Thursday 6 March 2008

Interlinking music datasets on the Web

The paper we wrote with Christopher Sutton and Mark Sandler has been accepted to the Linking Data on the Web workshop at WWW, and it is now available from the workshop website.

This paper explains in a bit more details (including pseudocode and the evaluation of two implementations of it) the algorithm I already described briefly in previous posts (oh yeah, this one too).

The problem is: how can you automatically derive owl:sameAs links between two different, previously unconnected, web datasets? For example, how can I state that Both in Jamendo is the same as Both in Musicbrainz?

The paper studies three different approaches. The first one is just a simple literal lookup (so in the previous example, it just fails, because there are two artists and a gazillion of tracks/records holding Both in their titles, in Musicbrainz). The second one is a constrained literal lookup (we specifically look for an artist, a record, a track, etc.). Our previous example also fails, because there are two matching artists in Musicbrainz for Both.

The algorithm we describe in the paper can intuitively be described as: if two artists made albums with the same title, they have better chances to be similar. It will browse linked data in order to aggregate further clues and be confident enough to disambiguate among several matching resources.

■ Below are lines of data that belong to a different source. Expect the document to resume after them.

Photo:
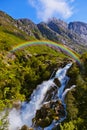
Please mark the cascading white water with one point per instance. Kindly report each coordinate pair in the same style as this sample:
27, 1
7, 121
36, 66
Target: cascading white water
18, 118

Although not specific to the music domain, we did evaluate it in two music-related contexts:

For the second one, we tried to cover a wide range of possible metadata mistakes, and checked how well our algorithm was copping with such bad metadata. A week ago, I compared the results with the Picard Musicbrainz tagger 0.9.0, and here are the results (you also have to keep in mind that our algorithm is quite a bit slower, as the Musicbrainz API is not really designed for the sort of things we do with it), for the track I Want to Hold Your Hand by the Beatles, in the Meet the Beatles! album:

  • Artist field missing:
    • GNAT: Correct
    • Picard: Matches the same track, but on the And Now: The Beatles compilation
  • Artist set to random string:
    • GNAT: Correct
    • Picard: Matches the same track, but on another release (track 1 of The Capitol Albums, Volume 1 (disc 1: Meet the Beatles!))
  • Artist set to Beetles:
    • GNAT: Correct
    • Picard: Matches the same track, but on another release (track 1 of The Capitol Albums, Volume 1 (disc 1: Meet the Beatles!))
  • Artist set to Al Green (who actually made a cover of that song):
    • GNAT: Mapped to Al Green's cover version on Soul Tribute to the Beatles
    • Picard: Same
  • Album field missing:
    • GNAT: Matches the same track, but on another release (track 1 of The Capitol Albums, Volume 1 (disc 1: Meet the Beatles!))
    • Picard: Matches the same track, but on the single
  • Album set to random string:
    • GNAT: Matches the same track, but on another release (track 1 of The Capitol Albums, Volume 1 (disc 1: Meet the Beatles!))
    • Picard: Matches the same track, but on the single
  • Album set to Meat the Beatles:
    • GNAT: Matches the same track, but on another release (track 1 of The Capitol Albums, Volume 1 (disc 1: Meet the Beatles!))
    • Picard: Matches the same track, but on the compilation The Beatles Beat
  • Track set to random string:
    • GNAT: Correct
    • Picard: No results
  • Track set to I Wanna Hold Your Hand:
    • GNAT: Correct
    • Picard: Matches the same track, but on the compilation The Beatles Beat
  • Perfect metadata:
    • GNAT: Correct
    • Picard: Matches the same track, but on the compilation The Beatles Beat

Most of the compilation results of Picard are actually not wrong, as the track length of our test file is closer to the track length on the compilation than the track length on the Meet the Beatles album.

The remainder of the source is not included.